Design a trigger that can pull your attention away from the tunnel. In the lost keys example, a simple trick is to ask another person aloud, “Remind me I put my keys on the table.” This trigger works because it stops the fast-brain from rushing into the next agenda item and forces your brain to focus on “keys + table”. You may not even need your trigger person to remind you!
 ALLEVIATE BANDWIDTH 4,5
Much of the negative impact of scarcity is caused by the lack of mental bandwidth.
To illustrate, let’s look at why an employee, maybe named David, could be missing deadlines but working the exact same hours as everyone else—by falling into a scarcity trap.
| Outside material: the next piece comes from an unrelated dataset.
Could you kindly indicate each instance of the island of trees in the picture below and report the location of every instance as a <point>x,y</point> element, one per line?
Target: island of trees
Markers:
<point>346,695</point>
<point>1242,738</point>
David has a big deadline due at the end of the week so he goes into scarcity mode and moves all of his meetings into next week. When next week arrives, David now has a schedule twice as packed with catch-up meetings and his regular schedule. Any added meetings now feel like “shocks” to his overloaded system, further throwing him into scarcity. Short-term patchwork solutions start to appear—fifteen minutes on a topic that really needs an hour, presentations thrown together last minute that needed more time. Sound familiar? We’ve all done it! David has borrowed time because he is in this week’s tunnel.
This happens to otherwise smart, logical people all of the time. Scarcity temporarily maxes out their bandwidth and prevents them from calculating (an executive control function) anything that falls out of the tunnel— like the impact on next week’s schedule.2 In the short-term, moving meetings seems like an immediate fix. But being in the tunnel creates a blind spot—with the consequences rushing into view once it is too late.
The tragedy of this is that scarcity creates more scarcity, keeping us stuck in a cycle.
TIP: DESIGN TO CREATE SLACK
Executives who are successful time managers wisely design for “slack” in their plans. They leverage their executive assistants to remove the cognitive bandwidth of scheduling, coordinating, and much more off their plate. What about the average worker who does not have the luxury of an assistant? Anyone can design for slack by inserting a free block of time into his or her day, reserved only for that inevitable meeting or event that lands on the calendar.
NOTE: Simply adding more hours and working overtime in the long-term may actually lead to decreased productivity.1 People only have a set amount of mental bandwidth per day.2 Therefore, increasing hours worked does not always increase productive hours.
Along these same lines, each of us can design slack into our day— moments of pause before action, extra room in a budget for unforeseen spending, or budgeting downtime in your day for when things go wrong. The key to designing slack is using little moments of abundance as a counter for when time or other resources are in lower supply—so you can outsmart your brain and avoid scarcity traps.
May you apply this newfound design lens of overcoming scarcity and compassionately design a better life!
- Caruso, Claire C. (2006) Possible Broad Impacts of Long Work Hours. Industrial Health Vol 44 No. 4 P 531-536. DOI: http://doi.org/10.2486/indhealth.44.531
- Kahneman, Daniel (25 October 2011).Thinking, Fast and Slow. Macmillan.
- Lavie, N., Hirst, A., de Fockert, J. W., & Viding, E. (2004). Load theory of selective attention and cognitive control. Journal of Experimental Psychology: General, 133, 339–354.
- Mullainathan, Sendhil, and Eldar Shafir. (2014) Scarcity: Why Having Too Little Means so Much. New York: Picador, Henry Holt, Print.
- Shah, A. K., Mullainathan, S., & Shafir, E. (2012). Some consequences of having too little. Science, 338(6107), 682-685.